Spring is in the air and soon my flies will be touching water. My hope as always is to enjoy the fishing trips in the forest that lie ahead. This Good Friday seems like a fine fresh start. Early in the morning to rise and late at night to return. I can drive 3 hours, one way, just to arrive at a spot. I fish till dark and listen to music or talk radio on the way home. Its a practice I’m quite familiar with and have done for a lot of years. My adventures wait for me, as do the brook trout that I love to catch. I’m ready to get reacquainted with nature and the wet moss that capsulate these small brooks…Your writes are the best Walt!
It sounds like you’re ready for the fun of a new season, JZ, and I wish you a great one this year. The long winter has primed us all, for sure. Thanks, and keep in touch!
Everything is perking up, and the flies will be flying soon. Good Luck to you and all that you know and do !
Thanks for your support, friend, and best fishes to you, as well!
Thanks Buddy, if you have any suggestions on things that I can Blog, Please let me know. Thank You !
I’m getting pretty psyched for the seasonal grandeur to unfold, as harbingers abound. Saw some little black stones fluttering about, skunk cabbage and coltsfoot push forth their blossoms, and the bird that symbolizes Spring above all others – that’s right, the Turkey Vulture – is on the wing. Fly boxes are being filled as we uh, …speak!
Your area is ahead of us here in Wrecksville, NY; we still have snow cover in half of the yard. Vultures have been here, but I have yet to walk up the hill to watch the woodcocks flights, even though the birds have been here for a while. Yeah I’m psyched for it, too. Thanks Bob. By the way, your flies are photogenic. Can’t wait to try them out!

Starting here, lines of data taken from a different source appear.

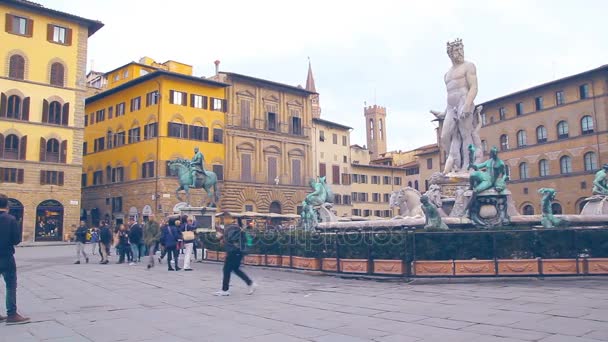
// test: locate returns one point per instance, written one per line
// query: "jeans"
(10, 278)
(94, 246)
(152, 254)
(233, 264)
(80, 250)
(188, 256)
(138, 251)
(172, 251)
(104, 250)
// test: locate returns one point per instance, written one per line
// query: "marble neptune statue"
(461, 121)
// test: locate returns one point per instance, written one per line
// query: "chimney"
(217, 67)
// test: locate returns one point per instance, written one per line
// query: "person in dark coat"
(168, 238)
(234, 240)
(10, 236)
(105, 241)
(136, 234)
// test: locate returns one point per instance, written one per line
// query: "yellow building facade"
(42, 88)
(149, 113)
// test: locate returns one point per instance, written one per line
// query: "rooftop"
(150, 76)
(546, 84)
(267, 82)
(331, 123)
(93, 25)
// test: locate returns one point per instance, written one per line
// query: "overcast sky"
(391, 53)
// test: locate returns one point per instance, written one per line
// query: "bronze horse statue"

Nice to see you fishing dries in the cold weather! My favorite way to fish in the winter but then I am all for bucking conventional wisdom! Your trip to the Maple Tree Inn reminded me those spring days in college when we would get a group together to go to the Maple Tree to eat our fill of buckwheat pancakes and fresh maple syrup, so nice to hear that they are still open!
Mark, The Maple Tree is still busy this time of year. Tasty memories, yeah? It was a nice prelude to some small stream fishing with a dry fly and a nymph. Thanks!
As usual Walt, you’ve hit a homerun. I’m still waiting to get out for the first time this year. One day we have 70 degrees and the next it snows. It’s snowing again right now after a beautiful sunny day. Retirement looks better and better every day that I can’t get out to grab some outdoors time.
Thanks Howard! I know that feeling of a sunnier outlook. Hang in there; our time is coming.
One awesome dry fly, used to land some colorful wild trout; a trip I’m still in search of, landing a wild trout on some fantastic freestone streams. You are blessed to live in such a place that affords you opportunity to fish the many beautiful mountain streams you cast a fly in. Thanks for sharing
It felt great to be walking in a wild place again, with a fly rod, and even with a dry. Thanks for commenting, Bill, and have a fine weekend!
Where do you go to “Fish on the Fly”
I don’t know, but flying fish would probably be a challenge!
You Know it !!
Walt do you know the recipe for that bleeding heart soft shackle fly it looks interesting!
Dale, I’ll see if I can get the recipe from Bob Stanton and get back to you here.